Dermatologists say they are unable to treat their patients’ scabies amid outbreaks of highly infectious skin disease.
According to the Malta Dermatological and Venereal Association (MADV), the medicine has been out of stock for the past eight weeks.
Nothing to deal with them except empty promises– Malta Dermatology and Venereal Society
Between January and March, 64 cases of scabies, infested with small mites on the skin, were documented.
“We cannot treat patients.
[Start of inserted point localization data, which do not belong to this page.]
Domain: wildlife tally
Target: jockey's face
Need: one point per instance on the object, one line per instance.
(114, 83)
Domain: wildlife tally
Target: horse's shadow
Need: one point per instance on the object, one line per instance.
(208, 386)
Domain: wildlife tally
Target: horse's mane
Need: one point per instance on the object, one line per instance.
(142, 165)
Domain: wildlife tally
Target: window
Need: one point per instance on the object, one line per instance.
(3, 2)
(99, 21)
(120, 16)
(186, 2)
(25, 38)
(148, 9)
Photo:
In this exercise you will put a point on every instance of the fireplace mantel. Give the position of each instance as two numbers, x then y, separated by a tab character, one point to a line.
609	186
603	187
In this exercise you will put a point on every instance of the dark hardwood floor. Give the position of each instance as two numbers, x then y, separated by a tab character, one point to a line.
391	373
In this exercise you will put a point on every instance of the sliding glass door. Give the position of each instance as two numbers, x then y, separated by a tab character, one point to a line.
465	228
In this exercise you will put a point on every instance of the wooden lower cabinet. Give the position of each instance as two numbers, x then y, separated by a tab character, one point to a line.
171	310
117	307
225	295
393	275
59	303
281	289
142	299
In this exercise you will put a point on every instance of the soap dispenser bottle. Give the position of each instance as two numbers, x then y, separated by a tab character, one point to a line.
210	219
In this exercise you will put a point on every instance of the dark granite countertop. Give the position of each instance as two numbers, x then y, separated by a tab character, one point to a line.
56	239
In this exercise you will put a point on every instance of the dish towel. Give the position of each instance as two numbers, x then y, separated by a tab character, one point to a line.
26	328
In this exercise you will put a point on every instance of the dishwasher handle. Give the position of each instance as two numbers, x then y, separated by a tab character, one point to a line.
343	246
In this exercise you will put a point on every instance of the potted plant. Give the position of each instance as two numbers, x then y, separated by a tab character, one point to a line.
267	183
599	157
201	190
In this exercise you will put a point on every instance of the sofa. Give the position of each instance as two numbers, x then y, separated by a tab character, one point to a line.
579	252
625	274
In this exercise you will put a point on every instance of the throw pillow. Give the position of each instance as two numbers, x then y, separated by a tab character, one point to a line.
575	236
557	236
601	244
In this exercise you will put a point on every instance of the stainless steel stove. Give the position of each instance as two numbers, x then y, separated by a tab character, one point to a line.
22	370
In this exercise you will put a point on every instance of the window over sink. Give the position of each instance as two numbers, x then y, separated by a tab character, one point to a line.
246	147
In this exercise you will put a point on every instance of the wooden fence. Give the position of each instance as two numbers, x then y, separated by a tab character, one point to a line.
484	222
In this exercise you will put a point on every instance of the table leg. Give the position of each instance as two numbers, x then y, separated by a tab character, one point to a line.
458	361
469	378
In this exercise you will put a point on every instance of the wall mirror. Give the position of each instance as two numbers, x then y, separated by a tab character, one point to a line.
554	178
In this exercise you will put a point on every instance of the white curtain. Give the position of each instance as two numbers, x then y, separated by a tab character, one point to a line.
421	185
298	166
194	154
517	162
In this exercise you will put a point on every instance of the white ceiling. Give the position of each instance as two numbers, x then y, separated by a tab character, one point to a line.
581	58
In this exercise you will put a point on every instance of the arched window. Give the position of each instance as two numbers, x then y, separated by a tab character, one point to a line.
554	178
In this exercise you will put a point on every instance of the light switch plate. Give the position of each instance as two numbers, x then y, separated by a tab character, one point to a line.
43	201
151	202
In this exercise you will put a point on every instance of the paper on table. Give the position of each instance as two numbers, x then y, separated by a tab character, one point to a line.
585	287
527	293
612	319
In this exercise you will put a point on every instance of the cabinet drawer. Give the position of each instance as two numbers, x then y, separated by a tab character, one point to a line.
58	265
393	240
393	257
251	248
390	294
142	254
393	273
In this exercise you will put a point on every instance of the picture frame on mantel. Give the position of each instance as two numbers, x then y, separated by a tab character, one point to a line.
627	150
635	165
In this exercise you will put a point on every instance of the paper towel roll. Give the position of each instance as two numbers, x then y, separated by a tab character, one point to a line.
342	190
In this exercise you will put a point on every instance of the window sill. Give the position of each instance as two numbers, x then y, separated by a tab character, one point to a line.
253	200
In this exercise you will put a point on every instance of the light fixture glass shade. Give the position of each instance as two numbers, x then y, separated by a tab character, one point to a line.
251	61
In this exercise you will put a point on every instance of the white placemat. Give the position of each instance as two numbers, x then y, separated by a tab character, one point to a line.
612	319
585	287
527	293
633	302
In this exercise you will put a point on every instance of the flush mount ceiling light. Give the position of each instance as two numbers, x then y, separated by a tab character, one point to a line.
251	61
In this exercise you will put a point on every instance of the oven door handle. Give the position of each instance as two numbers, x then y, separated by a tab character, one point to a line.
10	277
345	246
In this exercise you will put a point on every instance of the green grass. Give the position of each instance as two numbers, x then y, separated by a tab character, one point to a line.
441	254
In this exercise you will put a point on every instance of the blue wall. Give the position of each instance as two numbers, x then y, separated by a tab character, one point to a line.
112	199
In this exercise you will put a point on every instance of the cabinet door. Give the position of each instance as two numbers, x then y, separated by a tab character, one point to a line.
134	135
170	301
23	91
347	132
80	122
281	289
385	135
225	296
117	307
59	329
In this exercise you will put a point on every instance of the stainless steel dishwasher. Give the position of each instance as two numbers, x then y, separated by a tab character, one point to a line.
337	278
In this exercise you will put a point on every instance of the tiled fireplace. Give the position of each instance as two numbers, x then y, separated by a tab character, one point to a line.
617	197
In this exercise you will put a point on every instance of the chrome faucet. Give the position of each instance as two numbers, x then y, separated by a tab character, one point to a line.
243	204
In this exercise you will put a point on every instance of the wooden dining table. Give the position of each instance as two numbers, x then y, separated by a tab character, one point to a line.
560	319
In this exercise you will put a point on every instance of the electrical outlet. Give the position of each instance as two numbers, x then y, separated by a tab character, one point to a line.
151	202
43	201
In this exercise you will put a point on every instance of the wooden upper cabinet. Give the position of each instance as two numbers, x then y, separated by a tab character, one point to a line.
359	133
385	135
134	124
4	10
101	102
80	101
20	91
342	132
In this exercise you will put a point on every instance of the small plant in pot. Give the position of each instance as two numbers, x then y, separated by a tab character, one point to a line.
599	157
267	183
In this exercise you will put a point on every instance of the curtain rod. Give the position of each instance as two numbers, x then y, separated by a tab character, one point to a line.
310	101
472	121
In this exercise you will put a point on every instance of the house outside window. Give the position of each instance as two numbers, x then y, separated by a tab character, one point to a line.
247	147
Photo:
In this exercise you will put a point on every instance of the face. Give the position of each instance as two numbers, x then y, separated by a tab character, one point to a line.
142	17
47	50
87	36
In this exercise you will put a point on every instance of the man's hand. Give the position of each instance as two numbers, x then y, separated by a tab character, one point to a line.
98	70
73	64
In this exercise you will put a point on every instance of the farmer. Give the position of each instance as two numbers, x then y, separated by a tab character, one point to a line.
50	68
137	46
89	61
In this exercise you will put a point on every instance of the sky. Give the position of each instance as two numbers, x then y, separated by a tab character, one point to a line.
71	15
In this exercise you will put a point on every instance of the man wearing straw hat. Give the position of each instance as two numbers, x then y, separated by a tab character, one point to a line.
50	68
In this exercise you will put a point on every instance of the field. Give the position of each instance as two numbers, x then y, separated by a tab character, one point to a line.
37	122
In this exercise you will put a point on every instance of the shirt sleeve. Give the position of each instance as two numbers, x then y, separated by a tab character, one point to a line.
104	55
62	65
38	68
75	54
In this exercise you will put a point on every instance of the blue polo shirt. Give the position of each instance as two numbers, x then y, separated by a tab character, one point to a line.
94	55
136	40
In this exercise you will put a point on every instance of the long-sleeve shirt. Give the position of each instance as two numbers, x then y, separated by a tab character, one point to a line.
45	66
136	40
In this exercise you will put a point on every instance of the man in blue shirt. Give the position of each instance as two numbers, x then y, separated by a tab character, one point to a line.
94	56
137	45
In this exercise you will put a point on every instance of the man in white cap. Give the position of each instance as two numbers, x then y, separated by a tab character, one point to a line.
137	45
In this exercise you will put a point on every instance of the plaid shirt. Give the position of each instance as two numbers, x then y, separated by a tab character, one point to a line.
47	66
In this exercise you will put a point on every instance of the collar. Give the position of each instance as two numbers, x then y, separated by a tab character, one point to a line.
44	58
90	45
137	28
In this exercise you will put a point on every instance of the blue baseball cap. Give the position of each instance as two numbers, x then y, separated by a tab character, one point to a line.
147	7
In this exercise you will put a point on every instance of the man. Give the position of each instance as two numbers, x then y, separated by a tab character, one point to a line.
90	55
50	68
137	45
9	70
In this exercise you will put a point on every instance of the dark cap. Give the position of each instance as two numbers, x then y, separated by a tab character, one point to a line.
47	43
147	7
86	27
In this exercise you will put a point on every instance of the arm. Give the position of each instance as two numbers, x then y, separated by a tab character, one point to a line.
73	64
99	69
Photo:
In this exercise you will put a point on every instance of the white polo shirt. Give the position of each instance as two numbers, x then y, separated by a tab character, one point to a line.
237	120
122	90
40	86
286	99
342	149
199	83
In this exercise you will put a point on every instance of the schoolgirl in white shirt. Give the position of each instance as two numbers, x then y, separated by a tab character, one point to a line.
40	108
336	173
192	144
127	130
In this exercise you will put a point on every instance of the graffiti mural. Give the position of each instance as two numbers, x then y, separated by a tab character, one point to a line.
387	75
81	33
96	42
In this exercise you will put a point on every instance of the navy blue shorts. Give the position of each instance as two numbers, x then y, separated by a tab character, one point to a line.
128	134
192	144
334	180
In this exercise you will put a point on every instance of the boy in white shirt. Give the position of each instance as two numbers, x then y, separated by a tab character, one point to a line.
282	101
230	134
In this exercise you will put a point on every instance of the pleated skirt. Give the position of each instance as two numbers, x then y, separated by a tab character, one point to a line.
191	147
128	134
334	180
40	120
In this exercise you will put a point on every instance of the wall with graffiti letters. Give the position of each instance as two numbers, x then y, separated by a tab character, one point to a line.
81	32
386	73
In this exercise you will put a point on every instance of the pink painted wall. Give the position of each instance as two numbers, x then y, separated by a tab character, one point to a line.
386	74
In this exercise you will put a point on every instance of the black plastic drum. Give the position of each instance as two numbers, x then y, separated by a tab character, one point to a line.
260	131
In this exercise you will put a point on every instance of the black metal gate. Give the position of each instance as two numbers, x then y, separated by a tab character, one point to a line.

Nothing but empty promises will treat patients,” said a MADV spokesperson.
Scabies is spread through normal human contact, and treatments include drugs that can be applied to the skin or taken orally.
Permethrin cream and ivermectin pills, like many other drugs, have been inconsistent over the past eight weeks due to a lack of adequate procurement policies in drug inventory, MADV claims.
By policy, I mean drugs that were supplied on demand in the past
Rather than overstock medicines in preparation for an outbreak, the current policy is to supply medicines based on what was needed in the previous month, the association said.
In the event of an epidemic, the government will procure the drugs needed to solve the problem at hand.
However, this has led to scabies outbreaks with no end in sight with no inventory.
A MADV spokesperson said this is not the first time such shortages have occurred and drug shortages are a recurring problem.
“I’ve never dragged this long without medication,” the spokesperson said.
“This shortage of supply at this critical level does not exist in any other European country,” MADV said, noting that the problem was procurement, not shortage of supply.
At the beginning of April, MADV and MAPHM released a joint statement on the regional shortage of medicines for treating scabies.
At the time, a Ministry of Health spokesperson said a new stock of scabies treatment drugs had been received and would be distributed within a week.
A MADV spokesperson said, “We are in trouble.” This is because, despite the ministry’s promises, they have yet to see a cure for skin infections.
“This is out of control,” they said. They have not been contacted,” they said, emphasizing that it is the doctors who are facing the suffering patients.
Times of Malta I sent a question to the Ministry of Health, Labor and Welfare.
What is scabies?
• Scabies is an itchy skin condition caused by burrowing mites.
• Although it is less severe, it is contagious and requires treatment.
• Can be spread from person to person through skin-to-skin contact.
• This infection is most common in young and old people.